Ecco che la cultura del progetto, motore indispensabile
all’ideazione e allo sviluppo di tutti gli strumenti necessari per
soddisfare i bisogni contemporanei, arriva in tavola.
BCm: Gli chef guardano con sospetto le vostre proposte, si sentono minacciati dalla vostra presenza, o
avete avuto modo di trovare dei punti di convergenza
anche con loro, oltre che con i gestori?
IL: Quando sono davvero bravi gli chef sono i nostri migliori alleati. L’esperienza del Food Design Studio, per esempio,
nasce dall’unione di uno chef e un industrial designer: gli chef
più all’avanguardia vedono il nostro servizio come un’occasione poiché il progettista con il suo intervento può dare vita
a un piatto in grado di esaltare il significato simbolico della
ricetta di cucina.
Davide Oldani, per esempio, chef milanese che ha fatto tantissima esperienza all’estero e che adesso è tornato in Italia,
viene chiamato il “designer chef”, proprio perché, in modo
olistico, crea un intero universo intorno al suo ristorante, a
partire dagli accessori.
BCm: Tornando al discorso sulle forme di produzione e consumo sostenibili, quanto vanno d’accordo il
food design e lo slow food, che prima hai nominato?

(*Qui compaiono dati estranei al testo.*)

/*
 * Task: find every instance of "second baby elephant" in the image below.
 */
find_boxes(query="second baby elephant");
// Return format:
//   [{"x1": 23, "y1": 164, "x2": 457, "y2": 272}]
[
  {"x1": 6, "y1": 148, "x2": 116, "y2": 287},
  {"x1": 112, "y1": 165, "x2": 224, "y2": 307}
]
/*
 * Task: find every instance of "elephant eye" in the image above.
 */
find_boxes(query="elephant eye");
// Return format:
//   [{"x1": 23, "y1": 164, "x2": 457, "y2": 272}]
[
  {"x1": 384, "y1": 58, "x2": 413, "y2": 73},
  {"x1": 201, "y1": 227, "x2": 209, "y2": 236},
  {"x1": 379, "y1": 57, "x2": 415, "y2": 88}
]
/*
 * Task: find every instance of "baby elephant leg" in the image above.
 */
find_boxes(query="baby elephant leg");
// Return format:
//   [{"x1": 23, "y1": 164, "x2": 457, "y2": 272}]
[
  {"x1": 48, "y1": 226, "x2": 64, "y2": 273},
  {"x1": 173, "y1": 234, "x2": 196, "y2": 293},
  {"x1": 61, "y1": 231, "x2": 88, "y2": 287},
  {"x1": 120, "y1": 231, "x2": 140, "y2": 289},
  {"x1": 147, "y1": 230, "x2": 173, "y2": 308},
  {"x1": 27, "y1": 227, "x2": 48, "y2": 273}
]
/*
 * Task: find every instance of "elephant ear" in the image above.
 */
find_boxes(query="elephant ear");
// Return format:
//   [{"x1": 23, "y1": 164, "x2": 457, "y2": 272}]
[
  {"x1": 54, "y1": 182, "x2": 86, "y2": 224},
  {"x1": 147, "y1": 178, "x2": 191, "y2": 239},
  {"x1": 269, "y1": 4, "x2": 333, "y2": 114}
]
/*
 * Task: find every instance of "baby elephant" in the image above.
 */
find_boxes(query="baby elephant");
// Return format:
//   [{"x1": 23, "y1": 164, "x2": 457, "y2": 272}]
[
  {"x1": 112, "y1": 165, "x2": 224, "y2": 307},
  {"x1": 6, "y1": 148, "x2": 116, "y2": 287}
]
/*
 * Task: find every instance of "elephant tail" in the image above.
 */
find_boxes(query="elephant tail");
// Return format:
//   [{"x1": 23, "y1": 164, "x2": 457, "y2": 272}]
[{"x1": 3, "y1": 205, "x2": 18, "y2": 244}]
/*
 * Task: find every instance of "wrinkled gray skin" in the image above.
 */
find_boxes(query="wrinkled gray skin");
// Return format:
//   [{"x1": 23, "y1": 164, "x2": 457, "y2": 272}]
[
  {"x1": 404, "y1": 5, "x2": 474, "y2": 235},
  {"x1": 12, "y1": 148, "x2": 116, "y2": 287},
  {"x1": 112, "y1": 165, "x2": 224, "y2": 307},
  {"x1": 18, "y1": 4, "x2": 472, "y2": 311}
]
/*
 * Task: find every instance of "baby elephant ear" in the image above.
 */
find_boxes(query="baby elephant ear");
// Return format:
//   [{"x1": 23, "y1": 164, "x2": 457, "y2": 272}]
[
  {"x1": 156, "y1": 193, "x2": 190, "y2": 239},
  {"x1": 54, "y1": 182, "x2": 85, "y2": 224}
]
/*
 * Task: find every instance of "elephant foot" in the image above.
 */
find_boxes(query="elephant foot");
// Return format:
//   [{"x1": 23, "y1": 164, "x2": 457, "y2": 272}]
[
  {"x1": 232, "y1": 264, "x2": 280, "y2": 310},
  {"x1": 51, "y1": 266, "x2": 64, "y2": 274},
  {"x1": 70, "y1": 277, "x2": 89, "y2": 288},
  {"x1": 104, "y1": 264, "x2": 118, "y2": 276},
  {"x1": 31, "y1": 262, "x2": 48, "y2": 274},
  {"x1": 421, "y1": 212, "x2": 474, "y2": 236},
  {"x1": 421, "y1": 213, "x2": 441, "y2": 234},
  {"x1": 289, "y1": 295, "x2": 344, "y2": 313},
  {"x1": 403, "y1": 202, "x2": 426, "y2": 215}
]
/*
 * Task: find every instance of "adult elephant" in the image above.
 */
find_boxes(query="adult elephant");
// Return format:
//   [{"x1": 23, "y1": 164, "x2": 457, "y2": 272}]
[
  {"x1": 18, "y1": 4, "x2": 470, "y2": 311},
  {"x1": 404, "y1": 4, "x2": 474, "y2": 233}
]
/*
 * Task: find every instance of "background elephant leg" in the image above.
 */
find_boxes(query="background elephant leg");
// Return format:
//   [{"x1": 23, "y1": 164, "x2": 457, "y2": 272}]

IL: Slow food significa buono, giusto e pulito e uno dei
principi del food design è che con il cibo non si gioca: il
cibo è, come detto, una risorsa scarsa per la maggior parte
delle popolazioni mondiali. Per questo motivo “dare forma ad
un’esigenza alimentare” significa pensare a qualcosa che sia
necessariamente in linea con la sostenibilità.
In altre parole non bisogna assolutamente associare il food
design al cibo veloce, tanto che ci sono molti designer iscritti
a Slow Food. Per quanto riguarda noi stiamo sviluppando anche un progetto per alcuni parchi, nell’ambito dell’Expo 2015,
che si chiama PicNic 2.0 e che prevede l’allestimento di isole verdi, nei parchi ciascuna città, in cui ci si possa fermare
e rigenerare delle piastre a pannelli solari tramite l’USB del
proprio telefonino. L’obiettivo è quello di potersi nutrire allo
stesso tempo sia di comunicazione che di “food to walk”.